2. Pursuing a PhD in CFD (optional)

If you are interested in theoretical understanding and gaining a specialist set of skills, PhD is an option. Pursuing a PhD in CFD offers a unique opportunity to dive deeply into advanced research, contributing to the cutting edge of this field.

  • Deep theoretical understanding: Conduct in-depth research and contribute original knowledge to the field.

  • Specialised skills: Develop advanced research and technical expertise in areas like turbulence modeling or aerodynamic simulations.

  • Academic and professional opportunities: Teach, mentor, publish in journals, and present at conferences to establish your expertise.

My First Success

My first major success in CFD was during my research for a leading aerospace company. The team was facing challenges to predict a phenomenon called combustion instabilities.
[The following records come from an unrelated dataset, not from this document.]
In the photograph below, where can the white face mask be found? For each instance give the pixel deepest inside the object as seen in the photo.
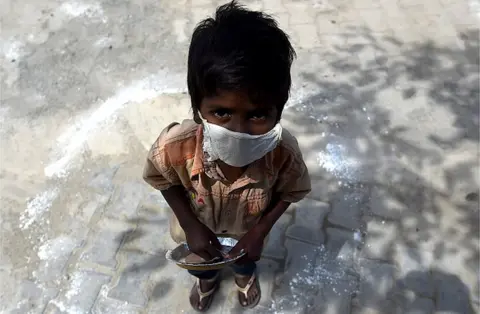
(238, 149)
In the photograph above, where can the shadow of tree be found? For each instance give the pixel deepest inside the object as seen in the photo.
(399, 123)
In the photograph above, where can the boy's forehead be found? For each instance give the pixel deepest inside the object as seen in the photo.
(233, 100)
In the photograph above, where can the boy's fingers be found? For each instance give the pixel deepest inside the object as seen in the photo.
(214, 241)
(213, 252)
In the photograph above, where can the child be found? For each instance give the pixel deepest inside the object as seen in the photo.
(232, 171)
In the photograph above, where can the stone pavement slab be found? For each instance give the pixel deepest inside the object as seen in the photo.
(384, 105)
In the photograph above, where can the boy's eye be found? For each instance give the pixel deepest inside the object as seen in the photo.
(258, 116)
(222, 114)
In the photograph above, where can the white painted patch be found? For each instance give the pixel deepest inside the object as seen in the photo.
(71, 142)
(12, 49)
(475, 7)
(37, 206)
(56, 248)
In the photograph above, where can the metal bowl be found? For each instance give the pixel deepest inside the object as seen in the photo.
(178, 255)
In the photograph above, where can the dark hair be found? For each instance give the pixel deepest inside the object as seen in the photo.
(241, 50)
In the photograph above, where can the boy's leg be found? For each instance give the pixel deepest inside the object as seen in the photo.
(201, 295)
(247, 284)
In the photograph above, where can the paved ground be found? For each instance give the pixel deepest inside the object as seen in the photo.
(386, 109)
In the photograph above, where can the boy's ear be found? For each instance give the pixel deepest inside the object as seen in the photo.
(196, 116)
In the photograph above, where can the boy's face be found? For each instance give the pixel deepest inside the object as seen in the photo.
(234, 111)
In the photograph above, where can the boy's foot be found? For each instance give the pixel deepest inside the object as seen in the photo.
(201, 295)
(248, 290)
These instabilities can lead to severe vibrations, causing structural damage and restricting the acceptable operating conditions in the combustion system. The occurrence of these instabilities depends on the complex interplay between chemical reaction, turbulence and acoustics, hence is very challenging to predict.

Assigned to this project, I started by developing and implementing advanced numerical models capable of predicting combustion instabilities. Then I tested the approach in a simplified geometry, before moving on to a realistic combustion system. I refined the mesh in areas critical to capture this phenomenon. I also focused on incorporating representative boundary conditions to reflect the correct system.
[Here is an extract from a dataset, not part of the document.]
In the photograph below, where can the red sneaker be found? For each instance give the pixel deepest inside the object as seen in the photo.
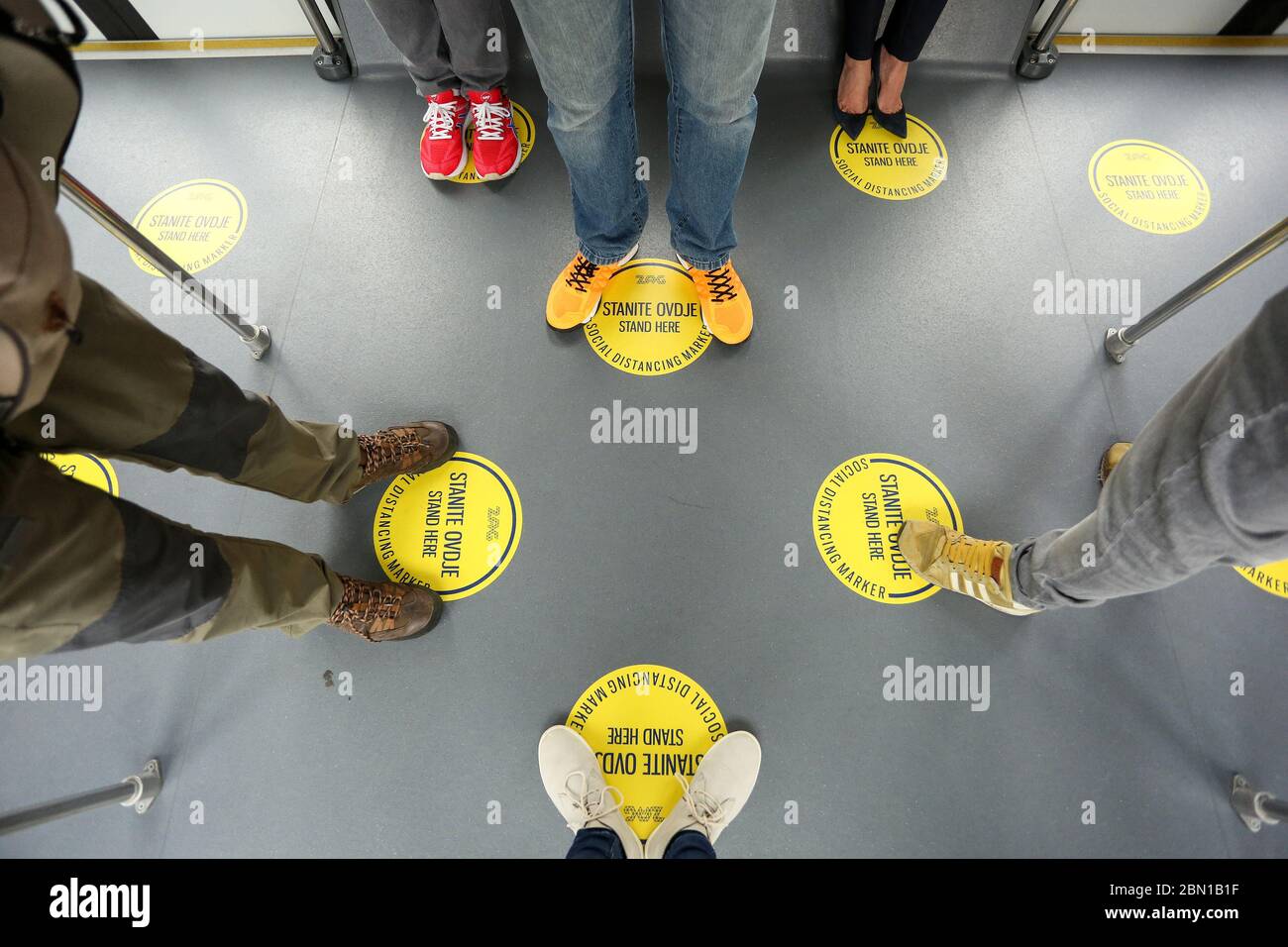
(496, 146)
(442, 144)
After several iterations and countless hours of tweaking parameters, I finally obtained simulations that correctly showed the occurrence of combustion instabilities in conditions where it is expected, and vice versa. The results were well validated against experimental measurements. The simulation also revealed complex combustion behaviour which could not be observed in experiments and has helped guide the design of the combustion system.

When I presented the results to the team, their enthusiasm was palpable. Seeing my efforts directly contribute to a critical aspect of the design was incredibly rewarding. This breakthrough not only boosted my confidence but also reinforced my passion for CFD. It felt exhilarating to solve such a challenging problem and to see my hard work make a tangible impact on the project.









Thoughts and Impact

CFD has profoundly shaped my career. My expertise in CFD has opened numerous doors, from securing pivotal roles in projects to publishing papers in areas that are at the forefront of CFD scientific advancement.
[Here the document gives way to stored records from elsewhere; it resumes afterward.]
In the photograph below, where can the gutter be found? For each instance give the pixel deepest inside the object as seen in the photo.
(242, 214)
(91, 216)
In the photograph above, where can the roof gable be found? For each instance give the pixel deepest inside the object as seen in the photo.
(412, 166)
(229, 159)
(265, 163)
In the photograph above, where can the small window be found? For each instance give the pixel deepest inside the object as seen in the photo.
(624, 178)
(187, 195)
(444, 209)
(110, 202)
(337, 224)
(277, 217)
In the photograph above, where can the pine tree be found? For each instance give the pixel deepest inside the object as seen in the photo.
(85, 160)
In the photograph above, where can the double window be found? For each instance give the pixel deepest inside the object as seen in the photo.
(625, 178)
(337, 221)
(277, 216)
The impact of CFD extends far beyond my personal experience. The field is revolutionising the aerospace industry and other fields. CFD is also transforming how engineers design and test products, leading to more efficient, cost-effective, and innovative solutions. As technology continues to advance, CFD is poised to become an even more integral tool across various industries.

Undoubtedly, the landscape of CFD is also rapidly evolving with the advent and rapid acceleration of Artificial Intelligence (AI). AI is revolutionising CFD by enabling faster simulations through machine learning and automated optimisation techniques. AI also helps identify and correct errors in simulations, ensuring more reliable results and reducing the need for extensive manual corrections.

Advancements in scientific computing such as HPC allow for the simulation of large-scale fluid dynamics problems that were previously infeasible. This includes modeling the large-scale systems including the entire aircraft, ships, or weather systems with high precision. Faster simulations mean quicker turnaround times for projects, enabling more rapid development and innovation.

The broader implications of CFD are evident in its applications across various industries where it helps solve complex fluid dynamics problems and drives technological advancements.

CFD has been a cornerstone of my professional growth and a catalyst for broader industry innovations. Its impact on my career is mirrored by its transformative effects on the field, heralding a new era of efficiency and innovation.